La fortuna, tuttavia, gli voltò le spalle una prima volta nel 2003, quando la sua società, la Windhorst New Technologies AG, dichiarò fallimento dopo essere rimasta vittima della bolla dot-com. Da qui, però, emerse la sua capacità di riemergere anche dai tracolli finanziari più brutti e, nel 2004, fondò Sapinda, società d’investimento che finanzia società pubbliche, private e startup. Durante la crisi del 2008 il gruppo ha subito forti perdite e il finanziere ha dovuto affrontare alcune cause intentate contro di lui dai creditori. L’anno successivo è stato quello più difficile, con il PM di Berlino che lo mise sotto accusa per frode, appropriazione indebita e vari reati d’insolvenza. Windhorst ha poi patteggiato il pagamento di una multa.
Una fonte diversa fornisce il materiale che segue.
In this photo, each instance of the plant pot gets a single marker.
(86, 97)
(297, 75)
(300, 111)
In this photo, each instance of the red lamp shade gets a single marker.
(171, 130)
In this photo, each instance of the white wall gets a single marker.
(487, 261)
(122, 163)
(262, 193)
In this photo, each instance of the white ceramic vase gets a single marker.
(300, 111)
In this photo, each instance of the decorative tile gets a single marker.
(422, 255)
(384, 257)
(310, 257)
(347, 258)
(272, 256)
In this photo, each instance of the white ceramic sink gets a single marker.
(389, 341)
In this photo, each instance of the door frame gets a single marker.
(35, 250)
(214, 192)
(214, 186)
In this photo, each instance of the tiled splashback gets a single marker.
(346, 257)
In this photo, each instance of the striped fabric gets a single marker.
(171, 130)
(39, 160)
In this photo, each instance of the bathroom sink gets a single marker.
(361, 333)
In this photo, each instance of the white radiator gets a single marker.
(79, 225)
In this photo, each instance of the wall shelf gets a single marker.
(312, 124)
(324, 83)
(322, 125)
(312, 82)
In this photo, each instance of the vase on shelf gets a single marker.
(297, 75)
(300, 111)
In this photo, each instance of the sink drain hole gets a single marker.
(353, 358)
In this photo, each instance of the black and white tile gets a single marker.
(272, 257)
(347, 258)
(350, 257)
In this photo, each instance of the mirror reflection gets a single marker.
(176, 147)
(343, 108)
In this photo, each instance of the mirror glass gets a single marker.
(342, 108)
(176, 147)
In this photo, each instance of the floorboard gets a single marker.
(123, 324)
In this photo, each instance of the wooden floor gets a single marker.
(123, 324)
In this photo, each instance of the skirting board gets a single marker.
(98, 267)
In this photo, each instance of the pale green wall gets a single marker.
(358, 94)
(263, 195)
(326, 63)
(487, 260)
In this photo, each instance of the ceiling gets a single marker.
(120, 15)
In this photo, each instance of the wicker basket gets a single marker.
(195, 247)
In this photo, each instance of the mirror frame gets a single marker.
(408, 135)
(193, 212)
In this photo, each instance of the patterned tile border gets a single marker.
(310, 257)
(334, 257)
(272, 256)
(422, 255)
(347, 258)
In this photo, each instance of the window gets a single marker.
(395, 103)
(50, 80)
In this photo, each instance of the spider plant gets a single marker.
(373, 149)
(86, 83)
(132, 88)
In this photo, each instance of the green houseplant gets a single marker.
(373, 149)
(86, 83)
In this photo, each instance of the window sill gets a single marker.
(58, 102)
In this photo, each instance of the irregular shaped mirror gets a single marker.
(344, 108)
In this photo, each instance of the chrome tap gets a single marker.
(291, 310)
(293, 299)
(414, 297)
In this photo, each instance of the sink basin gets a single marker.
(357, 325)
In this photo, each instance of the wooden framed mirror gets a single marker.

Come riporta il Financial Times, nel 2016 il finanziere tedesco e la sua Sapinda si ritrovarono impegnati in altre battaglie legali con diversi investitori per 220 milioni di euro. Le cause erano incentrate sulla mancata liquidazione di accordi di vendita e di riacquisto di obbligazioni illiquide. Il quotidiano londinese riferisce che nel 2017, un ricorrente ostinata è riuscito a ottenere per un breve periodo il sequestro del suo jet privato.

I fatti più recenti, invece, ci portano all’acquisto nel 2018 del noto marchio italiano del lusso La Perla da parte di Sapinda. E quindi si arriva ai giorni nostri. Come riporta il Financial Times, l’amministratore delegato di H2o, Bruno Crastes, era in ottimi rapporti con Windhorst. A tal punto da investire massicciamente nelle sue attività. Ora, però, i nodi sembrano essere venuti al pettine.